Esse estudo, com início
em 1975, avaliou a eficácia da pesquisa de sangue oculto nas fezes para a redução
da mortalidade pelo câncer de cólon e reto. Os adultos entre 50 e 80 anos de
idade foram recrutados para o estudo, sendo distribuídos aleatoriamente em grupos
que foram submetidos ao rastreamento anual, a cada dois anos, ou que não foram
rastreados (controle). Os participantes foram solicitados a preparar duas amostras
para cada uma de três evacuações consecutivas e enviar o material. Para os indivíduos
com sangue em pelo menos uma amostra, ofereceu-se a realização de exames diagnósticos
adicionais, incluindo o enema opaco, a sigmoidoscopia flexível ou a colonoscopia.

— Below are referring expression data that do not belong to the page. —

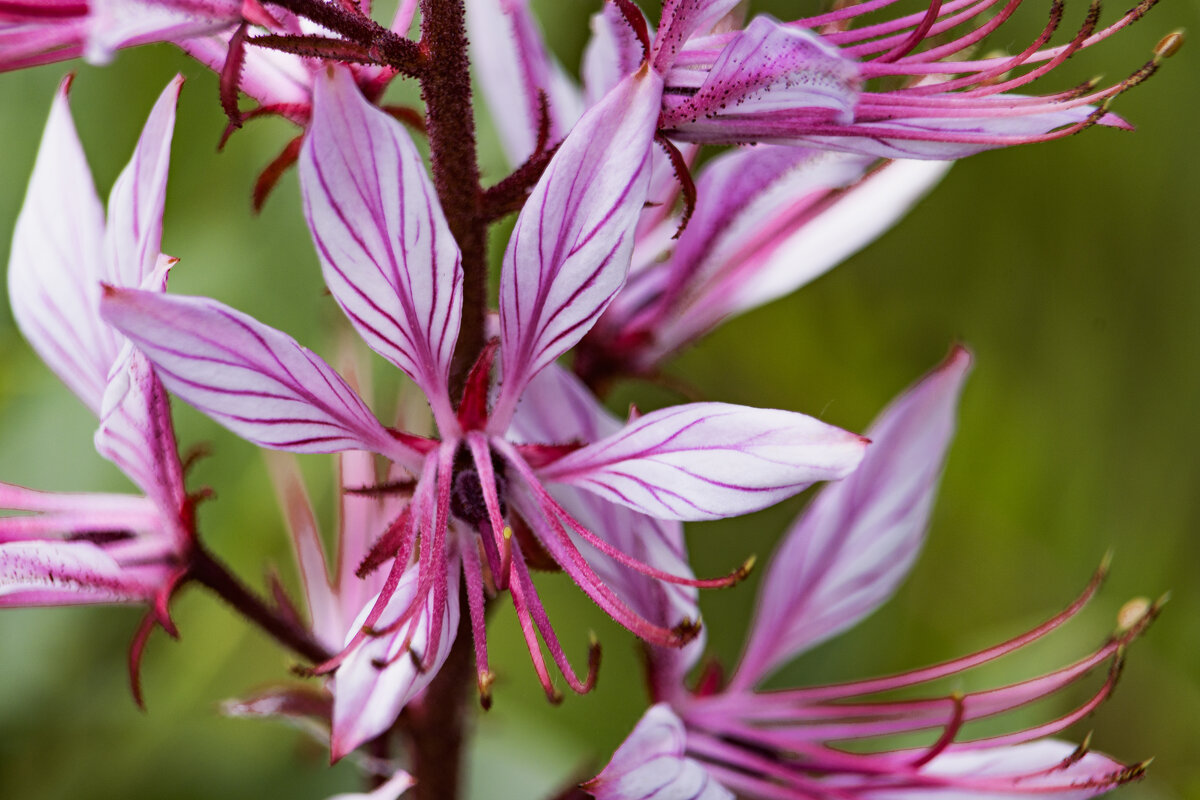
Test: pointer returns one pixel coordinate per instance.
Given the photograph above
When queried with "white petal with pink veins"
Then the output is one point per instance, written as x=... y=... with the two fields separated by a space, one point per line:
x=651 y=765
x=707 y=461
x=1039 y=769
x=369 y=696
x=853 y=546
x=57 y=263
x=385 y=248
x=52 y=573
x=133 y=238
x=253 y=379
x=571 y=245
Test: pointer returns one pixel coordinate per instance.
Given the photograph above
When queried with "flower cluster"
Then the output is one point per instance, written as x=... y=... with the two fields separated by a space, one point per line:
x=623 y=252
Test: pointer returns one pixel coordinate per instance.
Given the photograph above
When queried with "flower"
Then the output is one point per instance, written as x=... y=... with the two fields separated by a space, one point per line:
x=841 y=559
x=767 y=221
x=479 y=500
x=43 y=31
x=89 y=548
x=892 y=89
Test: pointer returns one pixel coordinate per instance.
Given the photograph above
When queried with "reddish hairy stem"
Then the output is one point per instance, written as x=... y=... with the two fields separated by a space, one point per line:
x=207 y=570
x=450 y=121
x=437 y=727
x=389 y=47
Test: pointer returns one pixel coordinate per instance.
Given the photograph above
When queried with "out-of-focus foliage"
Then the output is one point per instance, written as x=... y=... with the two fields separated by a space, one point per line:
x=1072 y=269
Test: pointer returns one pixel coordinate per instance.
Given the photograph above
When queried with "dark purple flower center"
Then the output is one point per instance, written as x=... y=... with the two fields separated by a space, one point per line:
x=467 y=489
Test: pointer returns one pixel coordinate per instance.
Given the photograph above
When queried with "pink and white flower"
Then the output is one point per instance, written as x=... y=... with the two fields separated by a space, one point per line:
x=89 y=548
x=43 y=31
x=819 y=82
x=479 y=498
x=840 y=561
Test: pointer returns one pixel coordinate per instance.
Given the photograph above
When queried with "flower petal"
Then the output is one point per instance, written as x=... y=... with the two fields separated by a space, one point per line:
x=755 y=240
x=136 y=431
x=612 y=53
x=852 y=547
x=514 y=68
x=385 y=248
x=651 y=764
x=937 y=138
x=133 y=238
x=1044 y=769
x=256 y=380
x=772 y=67
x=707 y=461
x=57 y=262
x=681 y=19
x=571 y=245
x=59 y=573
x=367 y=696
x=124 y=23
x=558 y=408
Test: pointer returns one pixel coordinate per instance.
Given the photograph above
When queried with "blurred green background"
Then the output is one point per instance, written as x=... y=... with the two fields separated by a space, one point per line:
x=1072 y=269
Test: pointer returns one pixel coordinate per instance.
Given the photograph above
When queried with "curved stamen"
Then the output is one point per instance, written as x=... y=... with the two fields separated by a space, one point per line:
x=541 y=620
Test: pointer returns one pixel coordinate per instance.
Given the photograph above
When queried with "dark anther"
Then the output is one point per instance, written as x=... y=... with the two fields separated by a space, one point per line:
x=467 y=492
x=100 y=536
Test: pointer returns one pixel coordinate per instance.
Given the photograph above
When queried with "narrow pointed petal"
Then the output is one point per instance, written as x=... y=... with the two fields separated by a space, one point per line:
x=612 y=53
x=367 y=695
x=136 y=431
x=385 y=248
x=133 y=239
x=55 y=573
x=124 y=23
x=571 y=245
x=323 y=607
x=255 y=380
x=57 y=262
x=857 y=541
x=558 y=408
x=1042 y=769
x=361 y=521
x=651 y=764
x=707 y=461
x=937 y=138
x=515 y=67
x=682 y=19
x=773 y=67
x=858 y=216
x=270 y=77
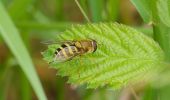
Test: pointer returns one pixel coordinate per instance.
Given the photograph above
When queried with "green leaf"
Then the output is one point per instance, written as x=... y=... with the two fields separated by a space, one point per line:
x=11 y=36
x=124 y=56
x=163 y=7
x=96 y=7
x=156 y=11
x=144 y=9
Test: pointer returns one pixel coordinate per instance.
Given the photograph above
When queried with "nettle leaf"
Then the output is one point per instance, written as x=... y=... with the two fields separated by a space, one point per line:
x=123 y=56
x=155 y=11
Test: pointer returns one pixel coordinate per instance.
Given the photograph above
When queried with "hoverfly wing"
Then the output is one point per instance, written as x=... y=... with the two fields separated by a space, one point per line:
x=56 y=42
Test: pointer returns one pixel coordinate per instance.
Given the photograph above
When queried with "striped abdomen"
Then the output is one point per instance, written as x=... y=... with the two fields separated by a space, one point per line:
x=66 y=52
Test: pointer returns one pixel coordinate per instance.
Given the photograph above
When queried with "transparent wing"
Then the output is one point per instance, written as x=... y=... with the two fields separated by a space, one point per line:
x=57 y=42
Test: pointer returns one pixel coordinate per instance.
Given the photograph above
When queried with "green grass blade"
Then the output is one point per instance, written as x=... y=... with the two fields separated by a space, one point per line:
x=96 y=8
x=113 y=8
x=18 y=9
x=59 y=10
x=11 y=36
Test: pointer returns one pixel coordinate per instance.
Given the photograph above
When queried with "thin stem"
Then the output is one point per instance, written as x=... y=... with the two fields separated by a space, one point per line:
x=82 y=11
x=134 y=93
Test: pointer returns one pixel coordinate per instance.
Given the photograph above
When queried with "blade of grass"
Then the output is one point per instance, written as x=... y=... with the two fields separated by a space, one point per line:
x=113 y=7
x=37 y=26
x=82 y=11
x=59 y=10
x=96 y=7
x=19 y=9
x=11 y=36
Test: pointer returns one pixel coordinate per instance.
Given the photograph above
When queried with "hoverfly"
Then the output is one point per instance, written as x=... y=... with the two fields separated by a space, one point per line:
x=71 y=49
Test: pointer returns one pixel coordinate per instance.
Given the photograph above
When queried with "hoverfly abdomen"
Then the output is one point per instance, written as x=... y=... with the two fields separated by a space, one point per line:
x=66 y=53
x=71 y=49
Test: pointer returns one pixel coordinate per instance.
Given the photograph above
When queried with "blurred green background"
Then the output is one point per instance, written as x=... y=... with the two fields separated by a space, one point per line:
x=40 y=20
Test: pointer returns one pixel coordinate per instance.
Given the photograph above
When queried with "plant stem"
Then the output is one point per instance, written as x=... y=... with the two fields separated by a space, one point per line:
x=162 y=36
x=82 y=11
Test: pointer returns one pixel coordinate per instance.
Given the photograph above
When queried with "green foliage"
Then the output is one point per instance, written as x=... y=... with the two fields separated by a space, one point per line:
x=11 y=36
x=156 y=11
x=123 y=56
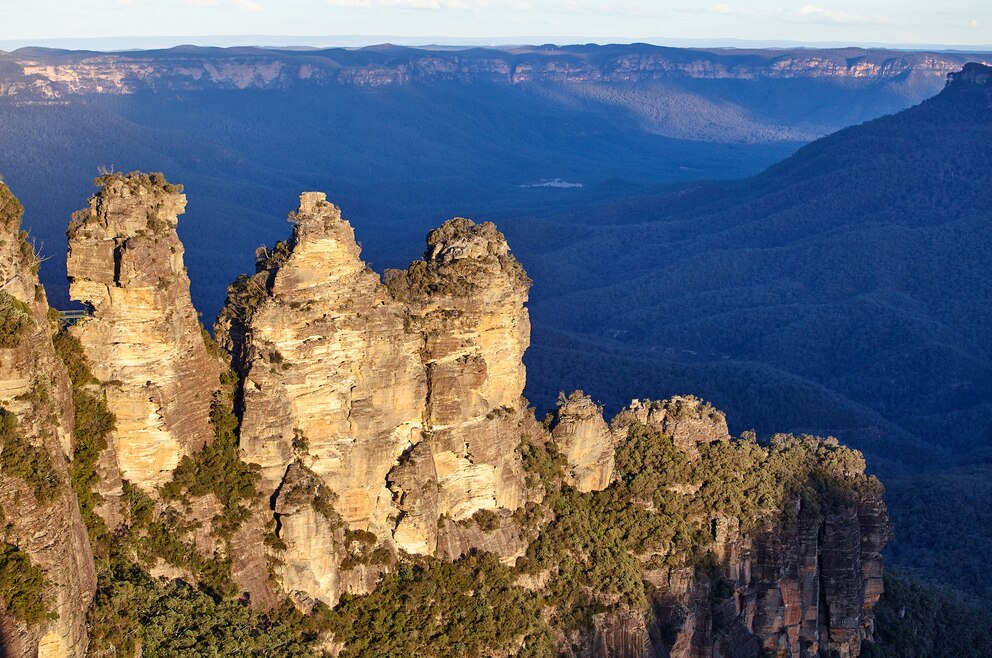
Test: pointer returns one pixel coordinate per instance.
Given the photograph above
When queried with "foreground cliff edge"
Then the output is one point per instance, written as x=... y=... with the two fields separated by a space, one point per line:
x=354 y=470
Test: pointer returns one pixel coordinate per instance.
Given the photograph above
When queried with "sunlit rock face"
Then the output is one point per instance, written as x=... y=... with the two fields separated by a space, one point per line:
x=144 y=338
x=43 y=524
x=586 y=441
x=466 y=300
x=331 y=375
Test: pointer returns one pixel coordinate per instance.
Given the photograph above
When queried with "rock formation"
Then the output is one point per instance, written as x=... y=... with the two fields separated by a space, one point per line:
x=387 y=418
x=39 y=515
x=144 y=338
x=330 y=374
x=585 y=439
x=404 y=400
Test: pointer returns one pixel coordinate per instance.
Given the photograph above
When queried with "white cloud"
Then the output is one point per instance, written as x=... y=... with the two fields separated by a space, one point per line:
x=243 y=5
x=432 y=4
x=823 y=15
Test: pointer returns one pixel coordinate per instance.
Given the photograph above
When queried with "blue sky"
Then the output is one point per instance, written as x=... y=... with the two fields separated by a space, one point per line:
x=965 y=22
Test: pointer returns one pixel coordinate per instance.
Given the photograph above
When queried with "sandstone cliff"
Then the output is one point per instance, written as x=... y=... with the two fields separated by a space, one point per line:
x=39 y=74
x=143 y=338
x=45 y=559
x=405 y=401
x=385 y=433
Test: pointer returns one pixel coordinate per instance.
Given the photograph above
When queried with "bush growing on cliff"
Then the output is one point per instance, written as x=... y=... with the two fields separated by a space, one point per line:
x=662 y=508
x=174 y=619
x=913 y=620
x=470 y=607
x=218 y=469
x=93 y=424
x=30 y=463
x=15 y=319
x=22 y=586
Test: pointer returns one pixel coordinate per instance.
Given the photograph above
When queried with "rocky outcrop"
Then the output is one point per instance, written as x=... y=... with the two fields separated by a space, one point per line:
x=41 y=74
x=403 y=399
x=144 y=338
x=329 y=371
x=801 y=587
x=40 y=517
x=586 y=441
x=466 y=300
x=389 y=418
x=687 y=419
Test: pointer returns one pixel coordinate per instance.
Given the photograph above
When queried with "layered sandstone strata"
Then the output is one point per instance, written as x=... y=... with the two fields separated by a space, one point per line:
x=144 y=337
x=330 y=374
x=404 y=399
x=39 y=515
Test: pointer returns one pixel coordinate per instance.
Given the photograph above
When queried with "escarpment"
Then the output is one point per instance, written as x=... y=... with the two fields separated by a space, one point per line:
x=372 y=453
x=143 y=337
x=47 y=576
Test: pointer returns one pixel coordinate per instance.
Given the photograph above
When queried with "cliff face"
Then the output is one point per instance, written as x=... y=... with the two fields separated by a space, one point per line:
x=801 y=585
x=40 y=518
x=804 y=590
x=39 y=74
x=405 y=401
x=143 y=338
x=388 y=418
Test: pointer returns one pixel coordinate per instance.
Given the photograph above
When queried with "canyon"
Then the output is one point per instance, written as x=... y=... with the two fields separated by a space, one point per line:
x=348 y=429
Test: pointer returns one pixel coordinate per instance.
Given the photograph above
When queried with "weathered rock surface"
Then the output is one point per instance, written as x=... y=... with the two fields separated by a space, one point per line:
x=586 y=440
x=404 y=400
x=41 y=74
x=466 y=300
x=144 y=338
x=386 y=417
x=687 y=419
x=35 y=389
x=328 y=368
x=801 y=588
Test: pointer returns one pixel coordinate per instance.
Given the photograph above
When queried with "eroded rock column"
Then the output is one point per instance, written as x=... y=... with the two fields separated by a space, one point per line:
x=144 y=338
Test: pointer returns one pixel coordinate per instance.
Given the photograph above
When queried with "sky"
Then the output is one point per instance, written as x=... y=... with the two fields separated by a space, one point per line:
x=855 y=22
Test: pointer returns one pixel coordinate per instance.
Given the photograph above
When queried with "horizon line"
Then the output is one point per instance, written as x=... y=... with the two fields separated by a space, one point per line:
x=272 y=41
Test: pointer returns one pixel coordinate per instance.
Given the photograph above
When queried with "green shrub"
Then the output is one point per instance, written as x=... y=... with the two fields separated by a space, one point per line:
x=15 y=320
x=175 y=619
x=470 y=607
x=94 y=424
x=30 y=463
x=487 y=520
x=22 y=586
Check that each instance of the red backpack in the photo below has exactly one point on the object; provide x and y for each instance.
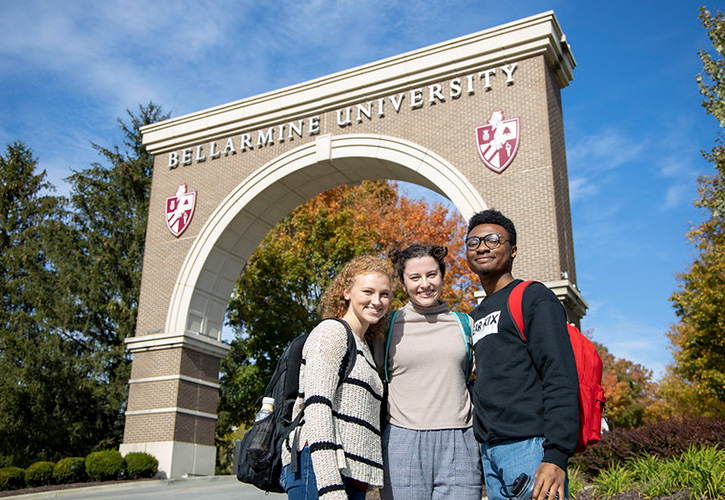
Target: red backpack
(589, 368)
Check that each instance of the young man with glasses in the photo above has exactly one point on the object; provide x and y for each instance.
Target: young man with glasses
(526, 392)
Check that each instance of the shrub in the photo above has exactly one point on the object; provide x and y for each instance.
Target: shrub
(39, 474)
(669, 438)
(12, 478)
(104, 465)
(70, 470)
(141, 465)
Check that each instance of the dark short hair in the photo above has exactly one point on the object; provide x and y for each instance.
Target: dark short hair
(492, 216)
(400, 257)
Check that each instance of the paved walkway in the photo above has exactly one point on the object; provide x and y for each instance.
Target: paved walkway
(198, 488)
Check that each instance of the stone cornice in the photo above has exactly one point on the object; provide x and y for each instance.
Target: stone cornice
(505, 44)
(199, 343)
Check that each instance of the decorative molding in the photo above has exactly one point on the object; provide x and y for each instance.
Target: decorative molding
(199, 343)
(505, 44)
(165, 378)
(172, 409)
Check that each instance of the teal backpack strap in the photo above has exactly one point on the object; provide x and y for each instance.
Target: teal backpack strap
(465, 324)
(388, 336)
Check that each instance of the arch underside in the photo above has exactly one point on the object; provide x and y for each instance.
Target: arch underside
(207, 277)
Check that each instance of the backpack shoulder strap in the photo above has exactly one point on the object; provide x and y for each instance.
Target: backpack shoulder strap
(465, 324)
(388, 336)
(351, 355)
(515, 307)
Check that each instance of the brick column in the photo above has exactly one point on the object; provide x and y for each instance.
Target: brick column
(172, 401)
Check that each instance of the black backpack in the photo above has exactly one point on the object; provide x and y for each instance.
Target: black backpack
(258, 455)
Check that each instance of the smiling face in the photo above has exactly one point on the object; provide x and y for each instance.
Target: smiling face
(423, 280)
(490, 262)
(368, 299)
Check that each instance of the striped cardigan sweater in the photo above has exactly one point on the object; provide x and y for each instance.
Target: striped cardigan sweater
(341, 423)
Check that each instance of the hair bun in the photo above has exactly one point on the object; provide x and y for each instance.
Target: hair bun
(439, 252)
(394, 254)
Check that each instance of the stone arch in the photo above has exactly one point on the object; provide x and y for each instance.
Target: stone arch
(239, 223)
(414, 117)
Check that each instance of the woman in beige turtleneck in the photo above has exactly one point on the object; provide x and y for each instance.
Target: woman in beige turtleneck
(429, 451)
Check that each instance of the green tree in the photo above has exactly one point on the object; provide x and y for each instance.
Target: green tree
(99, 260)
(277, 293)
(70, 284)
(45, 403)
(697, 339)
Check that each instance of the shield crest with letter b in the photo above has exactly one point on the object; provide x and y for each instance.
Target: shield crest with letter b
(498, 141)
(180, 210)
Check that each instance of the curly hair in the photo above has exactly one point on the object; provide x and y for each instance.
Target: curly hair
(492, 216)
(333, 304)
(401, 257)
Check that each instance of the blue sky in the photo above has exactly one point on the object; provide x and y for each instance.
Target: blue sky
(633, 121)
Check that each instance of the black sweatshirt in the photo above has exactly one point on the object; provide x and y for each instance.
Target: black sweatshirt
(525, 389)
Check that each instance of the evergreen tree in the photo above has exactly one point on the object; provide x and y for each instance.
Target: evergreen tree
(46, 404)
(101, 269)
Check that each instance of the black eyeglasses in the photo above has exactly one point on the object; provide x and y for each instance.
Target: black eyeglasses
(492, 241)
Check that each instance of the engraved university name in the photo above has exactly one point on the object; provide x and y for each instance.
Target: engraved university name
(437, 93)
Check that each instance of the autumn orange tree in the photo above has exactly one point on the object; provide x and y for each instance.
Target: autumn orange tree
(628, 389)
(276, 295)
(696, 381)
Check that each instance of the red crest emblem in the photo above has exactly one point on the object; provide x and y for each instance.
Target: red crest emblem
(498, 141)
(180, 210)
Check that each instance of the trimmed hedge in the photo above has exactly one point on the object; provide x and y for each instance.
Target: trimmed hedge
(12, 478)
(665, 439)
(141, 465)
(39, 474)
(70, 470)
(104, 465)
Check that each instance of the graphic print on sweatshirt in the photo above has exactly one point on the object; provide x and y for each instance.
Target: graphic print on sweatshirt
(486, 326)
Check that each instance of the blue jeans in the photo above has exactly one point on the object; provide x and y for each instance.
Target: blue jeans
(503, 462)
(302, 485)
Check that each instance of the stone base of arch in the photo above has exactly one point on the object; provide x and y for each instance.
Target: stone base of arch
(173, 393)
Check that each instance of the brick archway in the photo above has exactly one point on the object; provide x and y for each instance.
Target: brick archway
(413, 117)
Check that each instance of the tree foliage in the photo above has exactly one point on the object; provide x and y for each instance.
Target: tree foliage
(277, 293)
(628, 389)
(71, 275)
(697, 340)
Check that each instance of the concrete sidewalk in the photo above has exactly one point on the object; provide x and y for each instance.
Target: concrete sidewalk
(204, 488)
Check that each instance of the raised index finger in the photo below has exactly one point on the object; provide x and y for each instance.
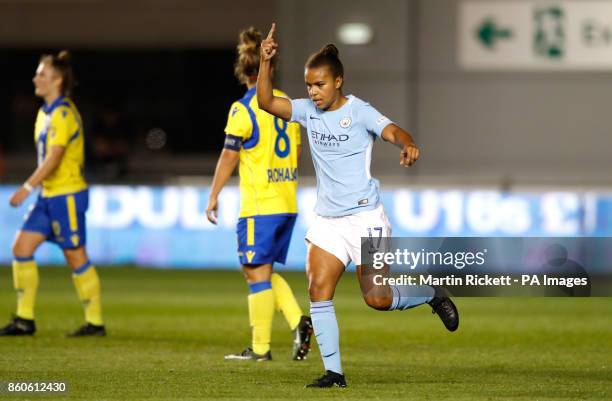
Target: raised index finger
(272, 30)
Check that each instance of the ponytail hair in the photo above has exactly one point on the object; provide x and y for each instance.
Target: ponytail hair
(61, 63)
(327, 56)
(247, 63)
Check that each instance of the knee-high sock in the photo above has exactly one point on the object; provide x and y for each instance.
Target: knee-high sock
(326, 330)
(87, 285)
(285, 301)
(25, 281)
(406, 296)
(261, 313)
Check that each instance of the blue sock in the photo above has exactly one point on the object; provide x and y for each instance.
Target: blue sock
(326, 330)
(408, 296)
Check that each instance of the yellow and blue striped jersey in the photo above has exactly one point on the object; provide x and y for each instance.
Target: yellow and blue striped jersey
(268, 157)
(59, 124)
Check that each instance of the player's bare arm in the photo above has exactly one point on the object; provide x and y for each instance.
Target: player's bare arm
(278, 106)
(225, 167)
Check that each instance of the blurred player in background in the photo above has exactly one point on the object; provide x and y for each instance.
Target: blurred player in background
(341, 132)
(59, 212)
(267, 150)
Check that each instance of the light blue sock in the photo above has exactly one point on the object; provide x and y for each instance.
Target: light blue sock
(326, 330)
(408, 296)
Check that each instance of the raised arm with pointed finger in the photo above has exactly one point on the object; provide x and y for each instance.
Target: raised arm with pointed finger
(278, 106)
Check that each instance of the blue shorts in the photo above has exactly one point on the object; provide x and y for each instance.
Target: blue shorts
(61, 219)
(264, 239)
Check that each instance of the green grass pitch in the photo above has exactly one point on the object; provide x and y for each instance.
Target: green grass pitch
(168, 332)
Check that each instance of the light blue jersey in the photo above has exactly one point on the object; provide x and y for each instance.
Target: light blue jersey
(341, 145)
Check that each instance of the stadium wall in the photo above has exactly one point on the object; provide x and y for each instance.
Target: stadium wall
(166, 227)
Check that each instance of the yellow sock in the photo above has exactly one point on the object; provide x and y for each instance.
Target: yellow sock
(285, 301)
(87, 285)
(261, 313)
(25, 280)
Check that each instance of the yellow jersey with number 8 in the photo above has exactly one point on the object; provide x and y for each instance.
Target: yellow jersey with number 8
(268, 149)
(59, 124)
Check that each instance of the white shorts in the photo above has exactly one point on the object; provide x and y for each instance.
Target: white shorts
(341, 236)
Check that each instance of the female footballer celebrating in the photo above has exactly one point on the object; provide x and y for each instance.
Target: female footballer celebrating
(267, 150)
(341, 132)
(59, 213)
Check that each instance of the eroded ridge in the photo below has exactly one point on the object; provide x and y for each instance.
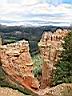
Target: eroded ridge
(17, 63)
(50, 47)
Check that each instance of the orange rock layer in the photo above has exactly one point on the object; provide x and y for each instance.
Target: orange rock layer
(50, 47)
(17, 63)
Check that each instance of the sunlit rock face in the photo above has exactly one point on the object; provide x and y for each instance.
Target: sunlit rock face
(50, 47)
(59, 90)
(17, 63)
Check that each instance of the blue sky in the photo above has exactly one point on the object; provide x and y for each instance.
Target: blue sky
(36, 12)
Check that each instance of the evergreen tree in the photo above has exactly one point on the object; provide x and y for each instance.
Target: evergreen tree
(63, 73)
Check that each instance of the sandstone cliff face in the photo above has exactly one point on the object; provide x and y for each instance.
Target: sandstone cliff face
(59, 90)
(9, 92)
(17, 63)
(50, 47)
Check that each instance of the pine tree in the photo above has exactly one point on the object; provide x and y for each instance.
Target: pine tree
(63, 73)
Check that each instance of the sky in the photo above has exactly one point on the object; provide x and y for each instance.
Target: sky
(36, 12)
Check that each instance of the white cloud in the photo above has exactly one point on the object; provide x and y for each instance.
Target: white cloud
(26, 10)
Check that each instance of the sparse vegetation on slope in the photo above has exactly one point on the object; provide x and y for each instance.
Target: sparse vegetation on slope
(37, 60)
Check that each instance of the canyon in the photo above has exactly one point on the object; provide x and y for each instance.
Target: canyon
(17, 63)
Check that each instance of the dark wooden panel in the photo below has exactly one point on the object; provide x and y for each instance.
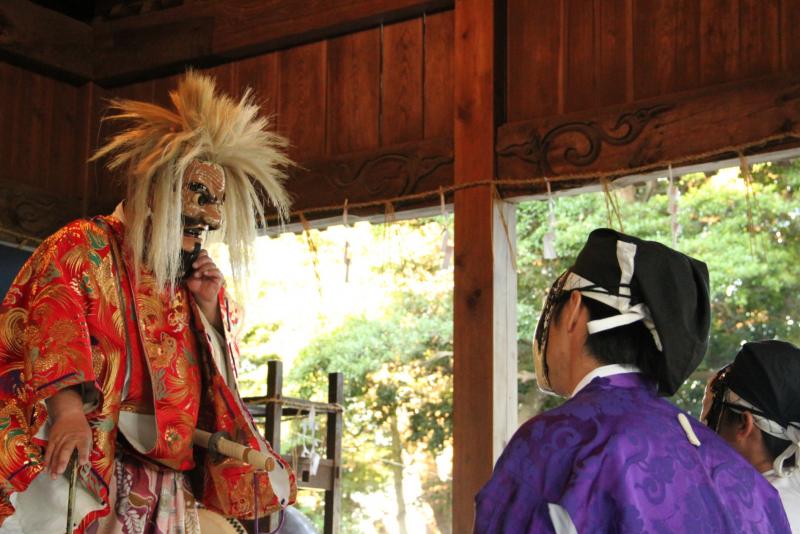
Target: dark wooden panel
(401, 95)
(534, 40)
(68, 136)
(8, 88)
(40, 114)
(760, 37)
(666, 46)
(579, 75)
(719, 41)
(47, 39)
(302, 105)
(22, 106)
(611, 47)
(654, 34)
(261, 74)
(473, 297)
(32, 212)
(215, 31)
(652, 133)
(790, 35)
(353, 92)
(438, 106)
(226, 76)
(687, 45)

Os exames de rastreamento terminaram em 1992, e todos os pacientes foram acompanhados
desde então.
O estudo incluiu 22.323
homens e 24.122 mulheres. Os indivíduos randomizados para os grupos que foram
rastreados anualmente ou a cada dois anos foram submetidos a 11 e 6 exames de
rastreamento, respectivamente; a aderência à estratégia proposta foi de 75 e
78 por cento, respectivamente. Entre os pacientes que apresentaram pelo menos
uma amostra positiva, 83 por cento no grupo avaliado anualmente e 84 por cento
naqueles avaliados a cada dois anos, outros exames diagnósticos foram utilizados
(colonoscopia ou a associação da sigmoidoscopia flexível e o enema opaco com
duplo contraste). No 18o. ano do estudo, 91% dos pacientes tinham sido acompanhados
adequadamente, dispondo-se do atestado de óbito de todos os 15.783 que faleceram
durante o período, exceto em três casos.
Até o 18° ano do estudo,
foram diagnosticados 417 novos casos de câncer no grupo com rastreamento anual,
em comparação com 435 nos pacientes avaliados a cada dois anos e 507 no grupo
controle. As razões das taxas de incidência nos dois grupos rastreados foram
de 0,8 e 0,83, respectivamente, em comparação com o grupo controle. No grupo
rastreado anualmente, o valor preditivo positivo para uma amostra positiva foi
de 0,87%, elevando-se para 4,53% com seis amostras positivas. Esses valores
foram equivalentes nos pacientes examinados a cada dois anos. Para o pólipo
adenomatoso com diâmetro maior ou igual a 1 cm, encontrou-se uma associação
entre o número de amostras positivas e o valor preditivo positivo dos exames
em ambos os grupos rastreados.
Com base nesses dados,
os autores concluem que a utilização da pesquisa de sangue oculto nas fezes
- anual ou a cada dois anos - reduz o risco de câncer de cólon e reto. A detecção
precoce e o tratamento da doença nesse estágio reduzem a morbidade e a mortalidade
observadas.
Referência: Mandel
JS, et al. The effect of fecal occult-blood screening on the incidence of colorectal
cancer. N Engl J Med November 30, 2000;343:1603-7.